High intensity attosecond beamline for XUV pump XUV probe measurements with photon energies up to 150 eV

TL;DR

This paper introduces a new attosecond XUV beamline capable of pump-probe measurements up to 150 eV, with high stability and spatial resolution, advancing experimental capabilities in attosecond physics.

Contribution

The paper reports the construction and characterization of a novel high-energy, stable attosecond XUV beamline with integrated pump-probe capabilities for nonlinear studies.

Findings

Delivered up to 55 nJ pulse energy in the 65-150 eV range.

Achieved high stability (~5-10%) and low divergence (0.1 mrad).

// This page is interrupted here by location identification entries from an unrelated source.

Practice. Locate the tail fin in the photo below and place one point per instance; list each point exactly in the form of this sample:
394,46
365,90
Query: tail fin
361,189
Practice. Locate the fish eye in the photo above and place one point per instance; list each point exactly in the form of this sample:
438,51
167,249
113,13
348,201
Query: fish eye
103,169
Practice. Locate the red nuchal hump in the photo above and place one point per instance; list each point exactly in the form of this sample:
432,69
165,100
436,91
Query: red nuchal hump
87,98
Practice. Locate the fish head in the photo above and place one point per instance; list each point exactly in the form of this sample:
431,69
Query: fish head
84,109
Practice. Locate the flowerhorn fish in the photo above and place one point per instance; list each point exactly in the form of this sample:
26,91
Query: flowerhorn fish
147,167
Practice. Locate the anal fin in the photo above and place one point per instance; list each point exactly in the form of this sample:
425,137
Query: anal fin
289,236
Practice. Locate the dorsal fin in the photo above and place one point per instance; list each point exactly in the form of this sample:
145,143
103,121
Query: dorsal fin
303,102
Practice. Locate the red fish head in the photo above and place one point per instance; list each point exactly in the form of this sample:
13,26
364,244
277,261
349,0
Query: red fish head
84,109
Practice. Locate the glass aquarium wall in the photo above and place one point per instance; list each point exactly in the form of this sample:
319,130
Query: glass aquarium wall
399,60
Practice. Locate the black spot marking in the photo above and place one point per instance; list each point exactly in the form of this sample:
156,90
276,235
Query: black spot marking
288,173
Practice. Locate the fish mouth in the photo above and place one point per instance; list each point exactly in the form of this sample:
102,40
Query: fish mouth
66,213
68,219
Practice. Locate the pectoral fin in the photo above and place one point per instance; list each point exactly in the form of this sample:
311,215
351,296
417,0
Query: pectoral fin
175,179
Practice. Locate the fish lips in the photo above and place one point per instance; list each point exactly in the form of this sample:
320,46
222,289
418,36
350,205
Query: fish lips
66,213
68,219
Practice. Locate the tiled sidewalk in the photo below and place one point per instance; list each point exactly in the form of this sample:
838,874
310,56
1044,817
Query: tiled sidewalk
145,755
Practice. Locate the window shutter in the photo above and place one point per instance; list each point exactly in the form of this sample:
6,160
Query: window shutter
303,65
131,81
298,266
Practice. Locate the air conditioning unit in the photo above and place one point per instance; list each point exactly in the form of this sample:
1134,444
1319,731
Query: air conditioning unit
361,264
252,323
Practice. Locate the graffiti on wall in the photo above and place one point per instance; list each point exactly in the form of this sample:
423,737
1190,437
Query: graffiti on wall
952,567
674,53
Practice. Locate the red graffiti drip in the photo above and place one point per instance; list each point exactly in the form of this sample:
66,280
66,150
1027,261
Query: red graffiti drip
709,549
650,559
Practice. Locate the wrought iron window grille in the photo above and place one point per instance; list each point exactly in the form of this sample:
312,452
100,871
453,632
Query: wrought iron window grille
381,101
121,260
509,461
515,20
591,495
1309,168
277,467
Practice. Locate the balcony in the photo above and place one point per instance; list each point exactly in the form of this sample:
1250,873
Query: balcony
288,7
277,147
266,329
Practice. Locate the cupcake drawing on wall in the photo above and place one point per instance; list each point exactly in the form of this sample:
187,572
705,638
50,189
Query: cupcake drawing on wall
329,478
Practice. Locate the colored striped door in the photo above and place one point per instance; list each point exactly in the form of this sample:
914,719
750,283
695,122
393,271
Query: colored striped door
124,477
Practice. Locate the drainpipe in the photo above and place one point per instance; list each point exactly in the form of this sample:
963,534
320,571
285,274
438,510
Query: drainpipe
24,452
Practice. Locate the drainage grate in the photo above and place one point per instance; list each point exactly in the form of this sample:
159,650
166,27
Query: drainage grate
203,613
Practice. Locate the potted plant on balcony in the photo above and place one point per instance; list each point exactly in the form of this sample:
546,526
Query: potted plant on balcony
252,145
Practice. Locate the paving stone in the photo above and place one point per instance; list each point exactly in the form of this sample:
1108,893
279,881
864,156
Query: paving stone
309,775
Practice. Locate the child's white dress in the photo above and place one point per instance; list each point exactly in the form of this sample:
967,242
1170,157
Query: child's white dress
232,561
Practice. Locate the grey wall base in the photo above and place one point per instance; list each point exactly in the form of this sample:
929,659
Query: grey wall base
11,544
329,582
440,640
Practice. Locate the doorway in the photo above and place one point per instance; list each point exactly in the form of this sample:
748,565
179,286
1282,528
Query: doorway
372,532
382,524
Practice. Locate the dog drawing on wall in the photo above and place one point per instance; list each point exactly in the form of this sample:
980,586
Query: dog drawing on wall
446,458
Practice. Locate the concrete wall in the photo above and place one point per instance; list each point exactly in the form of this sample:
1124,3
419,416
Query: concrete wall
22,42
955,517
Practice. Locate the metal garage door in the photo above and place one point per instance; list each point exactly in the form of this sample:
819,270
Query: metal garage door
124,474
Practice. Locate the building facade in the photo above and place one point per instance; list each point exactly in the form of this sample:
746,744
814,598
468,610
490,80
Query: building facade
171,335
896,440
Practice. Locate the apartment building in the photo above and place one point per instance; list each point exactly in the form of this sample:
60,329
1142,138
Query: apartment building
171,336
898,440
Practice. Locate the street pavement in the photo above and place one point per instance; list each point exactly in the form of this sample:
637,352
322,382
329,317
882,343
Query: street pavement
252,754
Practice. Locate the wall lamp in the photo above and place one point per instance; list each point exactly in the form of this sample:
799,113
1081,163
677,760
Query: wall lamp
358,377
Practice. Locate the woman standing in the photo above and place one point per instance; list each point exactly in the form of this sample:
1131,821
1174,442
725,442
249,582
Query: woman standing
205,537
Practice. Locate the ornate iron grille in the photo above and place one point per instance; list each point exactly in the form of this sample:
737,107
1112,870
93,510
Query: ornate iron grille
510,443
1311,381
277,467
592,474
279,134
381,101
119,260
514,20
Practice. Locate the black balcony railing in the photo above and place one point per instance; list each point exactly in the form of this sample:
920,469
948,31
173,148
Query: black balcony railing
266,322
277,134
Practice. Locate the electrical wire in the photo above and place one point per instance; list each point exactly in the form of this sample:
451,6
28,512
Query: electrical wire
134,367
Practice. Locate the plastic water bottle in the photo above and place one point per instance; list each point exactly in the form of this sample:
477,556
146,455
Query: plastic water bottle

Implemented split-and-delay stage for pump-probe experiments.

Abstract

The field of attosecond physics has expanded significantly in recent years, yet experimental facilities supporting attosecond pump attosecond probe spectroscopy remain rare. Here, we present a newly constructed beamline for the generation and application of energetic, isolated extreme ultraviolet (XUV) and soft X-ray attosecond pulses via upscaling of high-harmonic generation (HHG) in a gas medium. The fundamental properties of the HHG radiation energy, beam profile, spectrum, and divergence are characterized and optimized. The source delivers up to 55 nJ of pulse energy within the Zr window (65-150 eV) with high stability (~5-10) and a divergence of 0.1 mrad. Numerical simulations identify optimal operating conditions consistent with experimental results. Temporal super-resolution of the driving laser is applied, resulting in a broadened spectral continuum. Furthermore, the beamline includes a split-and-delay stage before focusing the HHG radiation to a <6 um spot for pump-probe experiments using two distinct focusing optics. Spatially resolved ion microscopy is employed to trace the generated ions at the focus. The presented beamline is designed for nonlinear XUV studies with attosecond isolated pulses.